Following in the footsteps of the French company Orano (formerly Areva), expelled from the country before the nationalization of its assets in June 2025, the China National Petroleum Corp. (CNPC) is now bearing the brunt of the junta’s sovereignist policy. Under constant pressure for months, the local subsidiaries of the Chinese giant, including the Zinder Refinery Company (Soraz) which started operations in 2011 (20,000 b/d), serve as a cash cow to replenish funds, and are also the target of the national preference policy in terms of hiring.
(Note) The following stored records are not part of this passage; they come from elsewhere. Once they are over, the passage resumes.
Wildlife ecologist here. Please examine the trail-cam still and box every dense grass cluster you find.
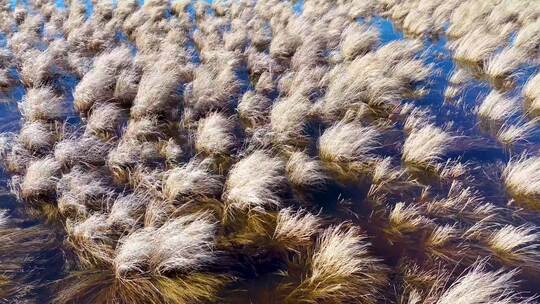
[0,0,540,304]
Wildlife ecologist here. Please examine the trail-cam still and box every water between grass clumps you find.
[0,0,540,300]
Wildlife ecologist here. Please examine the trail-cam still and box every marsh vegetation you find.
[0,0,540,304]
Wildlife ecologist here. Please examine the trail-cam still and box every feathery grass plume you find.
[19,49,64,88]
[223,150,286,210]
[450,28,502,66]
[502,154,540,209]
[486,225,540,270]
[0,69,15,92]
[18,87,67,122]
[0,133,35,174]
[86,103,126,140]
[423,181,499,224]
[185,65,241,118]
[237,91,272,127]
[496,119,537,148]
[131,66,179,118]
[319,121,381,177]
[476,90,519,124]
[113,0,139,23]
[255,71,276,96]
[269,30,301,59]
[523,73,540,115]
[444,68,472,98]
[114,214,216,277]
[401,124,457,168]
[436,262,534,304]
[384,202,431,238]
[424,224,463,263]
[272,208,321,251]
[285,151,328,188]
[163,160,223,202]
[270,93,311,145]
[340,23,379,61]
[54,135,112,167]
[56,167,112,220]
[66,213,115,267]
[73,46,132,114]
[19,121,57,152]
[484,47,528,89]
[113,69,141,105]
[195,112,238,156]
[20,157,61,201]
[284,225,386,303]
[107,138,163,183]
[161,138,184,166]
[122,116,167,141]
[107,192,150,235]
[514,19,540,54]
In addition to Soraz, in which it holds 60% (40% owned by the Nigerien State), CNPC, the main player in the oil sector in the country since 2003, operates the two major Agadem I and II fields (100,000 b/d).
Points of friction
Among the main points of friction is the government’s demand to increase the proportion of local employees to 80% on CNPC projects, compared to less than 30% currently. In May 2025, the government demanded that CNPC terminate the contracts of expatriate personnel in the country for more than four years and hire local staff with salaries aligned with those of foreign personnel. In total, 127 Chinese executives and employees, including nearly 80 engineers, are affected by this measure. Directives that the Chinese partner did not comply with. Even if they wanted to, they could not due to the insufficient training and qualifications of Nigeriens in this highly specialized sector.
At this stage, the goal of “Nigerianization” is considered unrealistic unless, following the Orano model, Niger simply decides to expel Beijing, nationalize its oil assets, and have them managed by a new partner like Algerian Sonatrach or Russian Lukoil.
However, while the Nigerien government, like the other two countries in the Sahel States Alliance (AES), seeks to strengthen its control over the country’s natural resources, it is not willing to go to extremes, as Soraz represents nearly $2 billion in annual revenue. On the other hand, China clings to its strategy, emphasizing the expertise needed in the sector while seeking to maintain control over the exploitation and export of black gold.
Tax adjustment
However, its monopolistic position is increasingly challenged. The demand for “Nigerianization” comes after a tax adjustment of over $100 million notified to CNPC at the end of 2024 for the 2022 and 2023 fiscal years. A few months earlier, the same major missed out on the allocation of the Bilma block in the Agadez region, despite heavy investments made since 2008. This block, rightfully claimed by Beijing, was awarded to the Nigerien Petroleum Company (Sonidep). This decision angered Beijing and led to Chen Jintao, the head of CNPC Exploration & Development Corp. (CNODC), traveling to Niamey to meet with Prime Minister Ali Lamine Zeine.
Retaliatory measures
Despite being unhappy with the junta’s treatment, the Chinese side avoids confrontation to avoid weakening its position in the country. Time is on its side. However, this does not rule out retaliatory measures such as limiting the production of refined oil by Soraz. The capacity has been reduced from 20,000 b/d to 10,000 b/d. This decrease is attributed to “technical issues” which actually hide a certain annoyance.
New negotiators
On the other hand, Niger has another card to play to try to break this monopoly. It could soon open up the marketing of crude oil to competition. So far, this sale was still the responsibility of the Chinese major due to a $400 million pre-financing disbursed at the end of 2024. But as it repays this debt by mid-2026, Niger could then turn to other traders, thus twisting the arm of a historical partner.